Heart and Circulatory Physiology

Surfactant protein D: not just for the lung anymore

Kirkwood A. Pritchard Jr.

in their article, Snyder et al. (5) provide compelling data that arterial smooth muscle cells of the vessel wall express surfactant protein D (SP-D) and that the expression of SP-D attenuates the release of IL-8 stimulated by LPS and TNF-α. Although most often associated with innate immune protection of the lung, the authors show clearly that arterial smooth muscle cells express SP-D and that SP-D increases the uptake of Chlamydia pneumoniae bodies while attenuating IL-8 expression. These data indicate that SP-D does not abandon its long-standing role in innate immunity simply because it is expressed by a different cell type.

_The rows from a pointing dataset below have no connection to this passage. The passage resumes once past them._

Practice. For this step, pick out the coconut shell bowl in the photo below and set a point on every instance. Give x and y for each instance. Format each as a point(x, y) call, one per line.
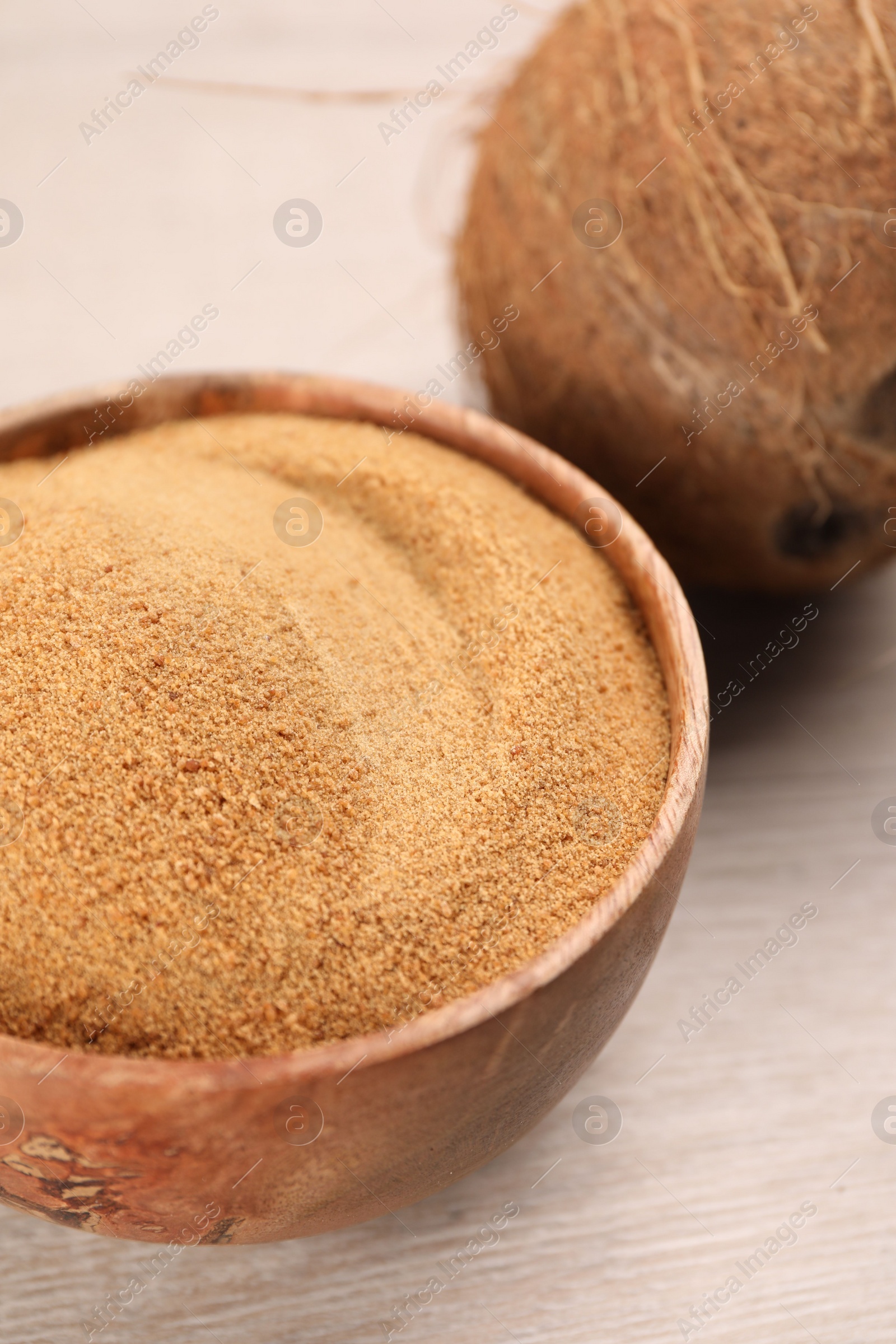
point(159, 1151)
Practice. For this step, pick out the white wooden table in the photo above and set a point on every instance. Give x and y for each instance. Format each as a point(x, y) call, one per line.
point(726, 1135)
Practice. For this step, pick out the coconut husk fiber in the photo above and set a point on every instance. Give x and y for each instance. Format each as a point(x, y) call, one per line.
point(738, 339)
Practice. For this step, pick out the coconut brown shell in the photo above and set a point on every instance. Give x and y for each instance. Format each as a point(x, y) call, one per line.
point(711, 195)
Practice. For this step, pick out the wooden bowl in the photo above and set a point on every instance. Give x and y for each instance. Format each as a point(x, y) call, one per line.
point(269, 1148)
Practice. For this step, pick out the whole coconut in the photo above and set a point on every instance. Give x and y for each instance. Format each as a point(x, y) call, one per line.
point(695, 213)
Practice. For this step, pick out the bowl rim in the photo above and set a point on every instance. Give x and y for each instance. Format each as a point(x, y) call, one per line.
point(561, 487)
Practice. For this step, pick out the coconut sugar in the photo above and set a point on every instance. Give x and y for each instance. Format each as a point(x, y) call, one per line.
point(267, 787)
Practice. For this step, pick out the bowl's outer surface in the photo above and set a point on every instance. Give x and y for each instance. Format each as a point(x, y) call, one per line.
point(186, 1151)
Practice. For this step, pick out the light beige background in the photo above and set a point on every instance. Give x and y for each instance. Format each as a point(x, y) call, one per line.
point(767, 1107)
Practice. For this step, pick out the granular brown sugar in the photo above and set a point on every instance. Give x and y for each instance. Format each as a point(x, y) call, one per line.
point(273, 794)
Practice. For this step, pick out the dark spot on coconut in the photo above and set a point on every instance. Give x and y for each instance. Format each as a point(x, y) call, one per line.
point(808, 534)
point(878, 417)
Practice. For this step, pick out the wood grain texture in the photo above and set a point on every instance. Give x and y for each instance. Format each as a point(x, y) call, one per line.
point(184, 1150)
point(747, 1119)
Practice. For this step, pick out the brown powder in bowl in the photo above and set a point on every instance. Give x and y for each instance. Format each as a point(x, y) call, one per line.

Rather, it seems to find ways to help the vasculature rid itself of a foreign antigen, a duty usually relegated to macrophages and dendritic cells.

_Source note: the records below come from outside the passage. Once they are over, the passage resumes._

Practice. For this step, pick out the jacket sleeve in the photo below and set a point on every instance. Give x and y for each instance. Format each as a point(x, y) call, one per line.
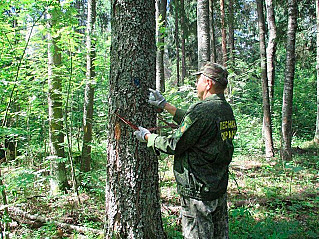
point(183, 138)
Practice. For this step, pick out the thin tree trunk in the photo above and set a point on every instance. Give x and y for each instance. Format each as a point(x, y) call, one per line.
point(267, 129)
point(183, 40)
point(213, 54)
point(89, 89)
point(132, 190)
point(177, 41)
point(316, 138)
point(231, 31)
point(203, 32)
point(56, 137)
point(223, 29)
point(160, 23)
point(271, 49)
point(286, 126)
point(5, 231)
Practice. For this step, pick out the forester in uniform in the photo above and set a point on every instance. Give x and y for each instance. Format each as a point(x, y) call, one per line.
point(202, 147)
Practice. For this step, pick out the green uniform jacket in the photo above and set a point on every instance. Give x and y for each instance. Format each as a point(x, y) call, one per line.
point(202, 148)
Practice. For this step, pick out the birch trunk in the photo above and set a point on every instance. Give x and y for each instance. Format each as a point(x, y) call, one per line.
point(203, 32)
point(316, 138)
point(177, 41)
point(89, 89)
point(271, 48)
point(286, 126)
point(231, 31)
point(160, 22)
point(267, 128)
point(223, 30)
point(56, 136)
point(213, 55)
point(132, 190)
point(183, 41)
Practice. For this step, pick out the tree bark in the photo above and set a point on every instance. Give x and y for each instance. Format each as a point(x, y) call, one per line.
point(223, 30)
point(132, 190)
point(267, 128)
point(177, 41)
point(89, 89)
point(56, 136)
point(160, 23)
point(316, 138)
point(286, 126)
point(203, 32)
point(213, 55)
point(271, 49)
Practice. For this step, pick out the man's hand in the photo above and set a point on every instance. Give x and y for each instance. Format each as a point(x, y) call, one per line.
point(140, 134)
point(157, 99)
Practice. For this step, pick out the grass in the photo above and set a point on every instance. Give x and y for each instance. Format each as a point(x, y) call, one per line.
point(267, 199)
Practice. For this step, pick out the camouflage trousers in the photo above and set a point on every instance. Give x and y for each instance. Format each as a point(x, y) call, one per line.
point(204, 219)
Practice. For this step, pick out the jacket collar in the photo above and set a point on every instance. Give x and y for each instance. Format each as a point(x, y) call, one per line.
point(215, 97)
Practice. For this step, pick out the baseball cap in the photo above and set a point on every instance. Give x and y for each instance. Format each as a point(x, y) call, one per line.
point(215, 72)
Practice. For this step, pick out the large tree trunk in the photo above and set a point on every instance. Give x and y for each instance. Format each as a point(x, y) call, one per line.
point(132, 190)
point(177, 40)
point(267, 129)
point(160, 23)
point(56, 136)
point(223, 29)
point(316, 138)
point(89, 89)
point(213, 55)
point(271, 48)
point(289, 80)
point(203, 32)
point(183, 41)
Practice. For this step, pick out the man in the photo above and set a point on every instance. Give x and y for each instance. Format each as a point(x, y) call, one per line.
point(202, 148)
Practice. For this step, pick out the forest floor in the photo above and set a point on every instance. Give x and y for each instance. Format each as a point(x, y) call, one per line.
point(266, 199)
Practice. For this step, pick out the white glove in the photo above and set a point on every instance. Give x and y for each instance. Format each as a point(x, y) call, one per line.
point(140, 134)
point(156, 99)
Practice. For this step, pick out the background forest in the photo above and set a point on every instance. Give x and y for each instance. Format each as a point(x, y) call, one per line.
point(56, 102)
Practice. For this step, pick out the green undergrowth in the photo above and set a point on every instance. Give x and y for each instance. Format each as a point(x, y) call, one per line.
point(266, 199)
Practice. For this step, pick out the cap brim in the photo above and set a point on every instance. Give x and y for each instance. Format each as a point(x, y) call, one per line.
point(197, 73)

As IL-8 increases the recruitment of monocytes (4) and neutrophils (3), their data show how vascular smooth muscle cell expression of SP-D may play a role in protecting the vessel wall by attenuating IL-8-mediated inflammation. Thus the findings in their report (5) show for the first time how SP-D protects the vessel wall by a mechanism that has long been recognized to protect the lung. This information could be important in the design of new treatment modalities that increase SP-D expression to decrease vascular inflammation and possibly atherosclerosis.

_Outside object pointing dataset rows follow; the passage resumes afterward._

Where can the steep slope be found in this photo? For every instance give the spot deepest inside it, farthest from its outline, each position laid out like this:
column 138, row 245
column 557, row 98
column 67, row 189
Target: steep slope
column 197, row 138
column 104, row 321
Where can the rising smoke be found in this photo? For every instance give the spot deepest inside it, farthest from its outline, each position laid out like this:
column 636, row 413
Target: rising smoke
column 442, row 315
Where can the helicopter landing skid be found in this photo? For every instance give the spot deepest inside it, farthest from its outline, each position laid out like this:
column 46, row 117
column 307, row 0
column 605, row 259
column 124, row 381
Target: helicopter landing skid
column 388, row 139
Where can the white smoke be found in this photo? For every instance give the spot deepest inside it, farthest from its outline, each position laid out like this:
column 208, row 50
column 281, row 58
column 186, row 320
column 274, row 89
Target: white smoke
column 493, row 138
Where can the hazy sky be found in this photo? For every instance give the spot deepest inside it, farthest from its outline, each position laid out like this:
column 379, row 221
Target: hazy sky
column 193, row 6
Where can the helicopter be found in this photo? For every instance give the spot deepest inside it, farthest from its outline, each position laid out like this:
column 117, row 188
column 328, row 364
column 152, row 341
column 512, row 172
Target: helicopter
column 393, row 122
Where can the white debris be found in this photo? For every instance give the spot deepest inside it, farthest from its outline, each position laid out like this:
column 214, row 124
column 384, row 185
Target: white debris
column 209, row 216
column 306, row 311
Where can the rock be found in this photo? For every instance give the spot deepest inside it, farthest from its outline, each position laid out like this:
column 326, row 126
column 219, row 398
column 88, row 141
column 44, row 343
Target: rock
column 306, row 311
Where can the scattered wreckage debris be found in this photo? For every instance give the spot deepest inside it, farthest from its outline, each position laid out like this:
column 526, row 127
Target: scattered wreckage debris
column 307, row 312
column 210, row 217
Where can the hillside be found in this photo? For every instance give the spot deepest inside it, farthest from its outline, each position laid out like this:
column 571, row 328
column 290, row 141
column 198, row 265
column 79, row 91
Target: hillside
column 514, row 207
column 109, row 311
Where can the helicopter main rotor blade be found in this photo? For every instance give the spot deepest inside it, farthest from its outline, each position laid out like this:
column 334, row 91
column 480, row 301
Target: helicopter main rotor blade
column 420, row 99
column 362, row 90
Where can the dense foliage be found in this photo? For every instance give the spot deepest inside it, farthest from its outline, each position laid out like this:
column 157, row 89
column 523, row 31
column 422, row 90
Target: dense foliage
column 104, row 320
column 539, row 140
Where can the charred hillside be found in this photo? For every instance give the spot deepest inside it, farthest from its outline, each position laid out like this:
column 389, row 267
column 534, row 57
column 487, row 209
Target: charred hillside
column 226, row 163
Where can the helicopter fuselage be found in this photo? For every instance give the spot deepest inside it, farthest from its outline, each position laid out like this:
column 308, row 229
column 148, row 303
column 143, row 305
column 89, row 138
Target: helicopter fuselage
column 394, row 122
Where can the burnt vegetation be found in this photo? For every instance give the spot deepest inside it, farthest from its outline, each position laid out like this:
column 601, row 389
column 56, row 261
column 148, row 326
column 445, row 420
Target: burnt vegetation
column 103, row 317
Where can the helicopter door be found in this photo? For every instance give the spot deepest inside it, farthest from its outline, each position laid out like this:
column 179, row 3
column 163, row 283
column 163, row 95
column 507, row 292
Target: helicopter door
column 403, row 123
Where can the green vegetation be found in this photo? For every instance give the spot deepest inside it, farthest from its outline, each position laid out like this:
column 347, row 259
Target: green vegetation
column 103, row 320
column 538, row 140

The exact signaling mechanisms by which SP-D decreases vascular inflammation remain unknown. What is known from the study of Snyder et al. (5), however, is that SP-D blocks both TNF-α- and LPS-mediated inflammation. Other studies indicate that SP-D binds to G-P340 (2), signal inhibitory regulatory peptide-α, as well as the calreticulin/CD91 complex (1). Accordingly, new opportunities exist for examining a number of promising pathways of activation that could lead to new therapies to block inflammation. Alternatively, SP-D may act by blocking a common mechanism of gene activation such as NF-κB. Thus not only could one design new therapies aimed at increasing vascular SP-D expression to protect the vessel wall, but therapies could be designed to inhibit the pathways targeted by SP-D. Clearly, a continued examination of the role of SP-D in cardiovascular disease should lead to the discovery of new pathways and additional opportunities for inhibiting inflammation in the vessel wall.